Within the word, there seems to be a disowning, a falling out with the present moment, a desire for something more which seems to imply that what is, isn’t enough or good enough.

How does this play out in our relationships?

I don’t believe distraction is inherently bad. A healthy distraction is many times the difference between being balanced or neurotic.

What I can say is that a distracted mind often leads to an absent heart.

When our phones are constantly buzzing, our need to be entertained, and the unresolved energies of trauma and such are swirling within our bodies and being, how can we possible be in the moment or with those who are sharing it with us?

The need for something else creates a dynamic where it becomes difficult to actually love and connect with each other when we cannot love and be with themselves. Almost as if all the love that is poured into each other finds no ground.

I’ve been guilty of this, all too often. With friends, loved ones, lovers, and even Life itself.

I run to distraction, renouncing the present moment in front of me. Moments that could be shared with another who in their purest heart often desires nothing more than my presence.

For most of us, the greatest joy in being with someone is when all of them is with all of us. When the phones are away, the screens turned off, and the only thing that fills the void between two hearts is the totality of one another.

And yet, as wonderful as all this sounds, why is it so hard for us?

I believe it stems from unprocessed emotions and trauma.

Animals in their natural state rarely hold trauma in their bodies.
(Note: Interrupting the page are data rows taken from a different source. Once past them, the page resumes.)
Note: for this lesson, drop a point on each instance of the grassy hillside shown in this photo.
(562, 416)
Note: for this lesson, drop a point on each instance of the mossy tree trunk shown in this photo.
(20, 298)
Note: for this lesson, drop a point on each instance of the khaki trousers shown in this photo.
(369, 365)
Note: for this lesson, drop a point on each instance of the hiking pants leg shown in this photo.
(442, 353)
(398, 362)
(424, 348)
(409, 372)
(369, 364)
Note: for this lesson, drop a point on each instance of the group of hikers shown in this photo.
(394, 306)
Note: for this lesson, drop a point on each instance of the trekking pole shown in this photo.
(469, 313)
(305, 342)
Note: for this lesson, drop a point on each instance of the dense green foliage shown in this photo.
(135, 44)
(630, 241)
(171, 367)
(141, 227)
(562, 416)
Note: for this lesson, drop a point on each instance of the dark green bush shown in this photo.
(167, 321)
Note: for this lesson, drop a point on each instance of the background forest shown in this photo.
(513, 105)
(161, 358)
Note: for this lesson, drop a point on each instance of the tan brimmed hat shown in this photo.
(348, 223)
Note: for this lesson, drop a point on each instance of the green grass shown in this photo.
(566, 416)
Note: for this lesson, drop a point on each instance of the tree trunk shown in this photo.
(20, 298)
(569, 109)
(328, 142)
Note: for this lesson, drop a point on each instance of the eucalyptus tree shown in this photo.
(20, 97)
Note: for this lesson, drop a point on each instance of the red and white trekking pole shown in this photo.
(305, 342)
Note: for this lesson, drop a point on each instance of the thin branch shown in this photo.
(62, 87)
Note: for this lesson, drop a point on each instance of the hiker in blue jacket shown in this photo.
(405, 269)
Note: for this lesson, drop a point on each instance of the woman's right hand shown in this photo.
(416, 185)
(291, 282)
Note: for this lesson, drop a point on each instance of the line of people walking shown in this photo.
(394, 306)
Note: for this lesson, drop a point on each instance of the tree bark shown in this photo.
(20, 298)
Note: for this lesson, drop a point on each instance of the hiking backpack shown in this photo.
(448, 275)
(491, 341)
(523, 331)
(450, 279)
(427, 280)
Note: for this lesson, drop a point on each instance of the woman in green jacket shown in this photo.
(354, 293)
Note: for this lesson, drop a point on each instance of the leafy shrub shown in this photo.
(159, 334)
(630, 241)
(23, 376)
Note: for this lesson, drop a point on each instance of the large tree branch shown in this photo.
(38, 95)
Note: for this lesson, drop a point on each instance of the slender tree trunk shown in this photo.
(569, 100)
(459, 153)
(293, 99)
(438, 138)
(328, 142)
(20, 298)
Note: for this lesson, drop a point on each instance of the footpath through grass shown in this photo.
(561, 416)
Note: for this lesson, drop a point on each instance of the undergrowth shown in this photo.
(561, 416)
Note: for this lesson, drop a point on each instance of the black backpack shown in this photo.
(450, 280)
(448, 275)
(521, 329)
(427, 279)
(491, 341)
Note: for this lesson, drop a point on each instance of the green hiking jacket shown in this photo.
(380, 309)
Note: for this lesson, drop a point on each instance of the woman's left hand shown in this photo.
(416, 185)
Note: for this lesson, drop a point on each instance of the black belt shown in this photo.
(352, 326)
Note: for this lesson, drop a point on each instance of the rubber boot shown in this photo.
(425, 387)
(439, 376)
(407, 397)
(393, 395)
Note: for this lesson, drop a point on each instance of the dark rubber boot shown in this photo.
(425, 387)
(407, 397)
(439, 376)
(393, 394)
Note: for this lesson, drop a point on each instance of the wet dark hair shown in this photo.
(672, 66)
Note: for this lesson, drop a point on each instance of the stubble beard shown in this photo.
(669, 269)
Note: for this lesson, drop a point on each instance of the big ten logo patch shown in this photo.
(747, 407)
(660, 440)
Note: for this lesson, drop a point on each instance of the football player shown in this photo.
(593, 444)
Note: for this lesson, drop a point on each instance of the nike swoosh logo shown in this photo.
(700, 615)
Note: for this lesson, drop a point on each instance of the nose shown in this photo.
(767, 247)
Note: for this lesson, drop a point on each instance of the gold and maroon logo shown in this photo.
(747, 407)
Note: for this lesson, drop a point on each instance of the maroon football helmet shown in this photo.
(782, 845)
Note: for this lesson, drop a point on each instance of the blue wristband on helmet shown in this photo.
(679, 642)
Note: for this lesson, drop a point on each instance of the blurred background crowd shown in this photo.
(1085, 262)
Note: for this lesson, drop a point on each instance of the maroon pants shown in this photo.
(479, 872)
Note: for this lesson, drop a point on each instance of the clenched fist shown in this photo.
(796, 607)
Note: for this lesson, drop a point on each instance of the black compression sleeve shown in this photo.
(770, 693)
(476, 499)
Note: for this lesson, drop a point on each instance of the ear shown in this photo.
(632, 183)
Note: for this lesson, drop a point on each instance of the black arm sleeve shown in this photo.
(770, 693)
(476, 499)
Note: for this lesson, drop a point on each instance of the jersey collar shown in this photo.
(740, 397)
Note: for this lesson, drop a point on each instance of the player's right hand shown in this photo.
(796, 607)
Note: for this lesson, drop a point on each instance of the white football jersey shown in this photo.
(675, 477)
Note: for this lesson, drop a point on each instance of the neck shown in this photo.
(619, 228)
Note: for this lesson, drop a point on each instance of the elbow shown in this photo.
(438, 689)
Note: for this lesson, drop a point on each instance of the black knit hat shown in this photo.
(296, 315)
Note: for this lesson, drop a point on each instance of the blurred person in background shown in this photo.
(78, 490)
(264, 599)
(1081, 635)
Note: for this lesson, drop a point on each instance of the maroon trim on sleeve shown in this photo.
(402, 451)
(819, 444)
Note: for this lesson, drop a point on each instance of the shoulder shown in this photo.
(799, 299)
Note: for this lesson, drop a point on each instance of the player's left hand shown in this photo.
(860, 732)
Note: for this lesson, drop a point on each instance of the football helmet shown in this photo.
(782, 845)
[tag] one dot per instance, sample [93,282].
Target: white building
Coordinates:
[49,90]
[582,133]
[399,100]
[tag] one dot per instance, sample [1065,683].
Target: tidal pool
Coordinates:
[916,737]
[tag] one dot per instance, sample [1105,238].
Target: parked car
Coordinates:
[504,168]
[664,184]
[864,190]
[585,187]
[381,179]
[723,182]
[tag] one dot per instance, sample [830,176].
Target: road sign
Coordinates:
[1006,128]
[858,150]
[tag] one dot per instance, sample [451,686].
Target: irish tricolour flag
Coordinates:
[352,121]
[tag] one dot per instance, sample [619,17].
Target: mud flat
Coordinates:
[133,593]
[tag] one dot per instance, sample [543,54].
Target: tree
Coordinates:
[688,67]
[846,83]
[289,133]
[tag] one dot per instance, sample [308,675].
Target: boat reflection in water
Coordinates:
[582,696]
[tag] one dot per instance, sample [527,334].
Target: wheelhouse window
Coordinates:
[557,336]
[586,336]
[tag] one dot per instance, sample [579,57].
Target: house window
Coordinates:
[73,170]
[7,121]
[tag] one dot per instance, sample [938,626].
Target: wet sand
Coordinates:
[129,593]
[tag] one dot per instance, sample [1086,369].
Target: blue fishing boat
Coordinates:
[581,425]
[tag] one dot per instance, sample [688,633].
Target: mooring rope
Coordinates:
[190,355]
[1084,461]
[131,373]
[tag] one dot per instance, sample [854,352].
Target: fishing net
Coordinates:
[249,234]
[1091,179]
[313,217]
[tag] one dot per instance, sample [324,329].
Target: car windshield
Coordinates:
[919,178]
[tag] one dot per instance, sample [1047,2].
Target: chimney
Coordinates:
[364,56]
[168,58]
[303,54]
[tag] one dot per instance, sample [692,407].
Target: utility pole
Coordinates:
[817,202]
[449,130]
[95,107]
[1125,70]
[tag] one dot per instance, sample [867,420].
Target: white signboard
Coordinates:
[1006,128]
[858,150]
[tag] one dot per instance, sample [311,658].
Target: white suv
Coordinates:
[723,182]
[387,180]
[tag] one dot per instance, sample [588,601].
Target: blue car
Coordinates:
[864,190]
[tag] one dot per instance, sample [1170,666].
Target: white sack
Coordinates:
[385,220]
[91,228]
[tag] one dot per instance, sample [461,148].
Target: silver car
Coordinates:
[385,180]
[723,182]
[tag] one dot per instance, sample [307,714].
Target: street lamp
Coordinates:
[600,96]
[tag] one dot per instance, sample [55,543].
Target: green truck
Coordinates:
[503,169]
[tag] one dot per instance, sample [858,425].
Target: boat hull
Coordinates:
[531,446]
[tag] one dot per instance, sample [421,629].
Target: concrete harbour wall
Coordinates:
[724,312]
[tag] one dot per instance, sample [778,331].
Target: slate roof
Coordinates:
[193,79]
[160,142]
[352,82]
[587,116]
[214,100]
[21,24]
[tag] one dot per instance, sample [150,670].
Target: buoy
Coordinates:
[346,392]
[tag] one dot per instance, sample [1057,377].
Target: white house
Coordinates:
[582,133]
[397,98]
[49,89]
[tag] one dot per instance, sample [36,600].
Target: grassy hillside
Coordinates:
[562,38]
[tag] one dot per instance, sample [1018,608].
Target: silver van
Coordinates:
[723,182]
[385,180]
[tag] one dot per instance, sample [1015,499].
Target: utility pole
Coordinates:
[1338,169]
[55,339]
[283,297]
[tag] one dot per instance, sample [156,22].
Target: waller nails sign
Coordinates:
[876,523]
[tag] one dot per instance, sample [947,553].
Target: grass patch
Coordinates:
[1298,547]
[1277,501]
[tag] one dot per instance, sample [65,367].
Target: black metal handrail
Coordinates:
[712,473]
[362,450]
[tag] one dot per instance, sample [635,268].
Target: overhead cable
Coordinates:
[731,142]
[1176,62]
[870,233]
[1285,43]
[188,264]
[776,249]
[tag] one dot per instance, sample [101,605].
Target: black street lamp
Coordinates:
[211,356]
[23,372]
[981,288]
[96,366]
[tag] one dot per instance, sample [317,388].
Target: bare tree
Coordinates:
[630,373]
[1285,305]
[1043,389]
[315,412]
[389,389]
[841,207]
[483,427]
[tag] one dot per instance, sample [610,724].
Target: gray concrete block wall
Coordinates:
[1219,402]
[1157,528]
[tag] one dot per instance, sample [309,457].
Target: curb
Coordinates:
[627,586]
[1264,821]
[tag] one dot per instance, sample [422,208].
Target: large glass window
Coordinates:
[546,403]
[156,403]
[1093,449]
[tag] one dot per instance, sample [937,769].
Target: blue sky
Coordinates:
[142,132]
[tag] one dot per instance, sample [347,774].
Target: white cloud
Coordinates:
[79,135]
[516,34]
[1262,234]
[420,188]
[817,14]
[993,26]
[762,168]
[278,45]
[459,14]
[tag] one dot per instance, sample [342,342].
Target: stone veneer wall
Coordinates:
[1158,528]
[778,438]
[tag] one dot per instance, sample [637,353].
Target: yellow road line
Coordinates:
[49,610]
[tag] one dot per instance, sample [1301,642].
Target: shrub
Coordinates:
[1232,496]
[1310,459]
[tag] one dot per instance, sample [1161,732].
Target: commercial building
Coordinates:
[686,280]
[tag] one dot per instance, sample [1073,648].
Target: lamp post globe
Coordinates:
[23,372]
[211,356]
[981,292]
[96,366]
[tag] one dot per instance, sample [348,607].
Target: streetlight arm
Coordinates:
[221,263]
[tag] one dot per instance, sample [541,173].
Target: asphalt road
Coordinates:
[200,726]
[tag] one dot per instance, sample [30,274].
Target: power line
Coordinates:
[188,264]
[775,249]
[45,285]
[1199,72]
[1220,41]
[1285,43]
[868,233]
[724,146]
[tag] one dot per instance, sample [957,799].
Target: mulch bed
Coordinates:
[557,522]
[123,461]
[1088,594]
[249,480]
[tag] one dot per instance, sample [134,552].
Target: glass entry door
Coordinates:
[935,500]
Instinctually when somethings happens, they shake, bark, run around, or find some way to “get it out.”

Humans, on the other hand, through conditioning and perhaps through needing the approval of others, are much more willing to stuff things down, to suppress, and to avoid.

These emotions and energies often “live” in our bodies creating dis-ease, anxiety, and a slew of mental challenges that instead of getting rattled and shaken out, cause havoc within our minds and psyches.

Without being aware, we carry and accumulate these energies within us and continually cause the stress, inflammation, and agitation that invariably lead us to reach for something, at times anything, to ease our suffering.

The problem of course with our modern ways of dealing with unresolved energies is that while they may ease the pain temporarily, they create deep weights upon our hearts and souls causing us to hurt ourselves, and others, often in indirect ways.

When we are unable or unwilling to process these unmet aspects of our experience, we arrive to partnership a shadow of what we could be.

Instead of full, present, and available, we arrive guarded, afraid, and filled with beliefs of being not good enough and perhaps in more ways than one, not ok.

Sometimes merely the awareness of this dynamic is enough to begin the unwinding process.

Sometimes acknowledging how so many of us are conditioned to hide and stuff down our shame and guilt is enough to allow the energies to dissipate as we are very much not alone in these experiences.

And sometimes, it will take more of a focused effort to release and let go of the aspects of our past that no longer serve.

From this, perhaps then for all times, we can find ourselves a bit more free, willing, and able to be with all that is here for us, in the now.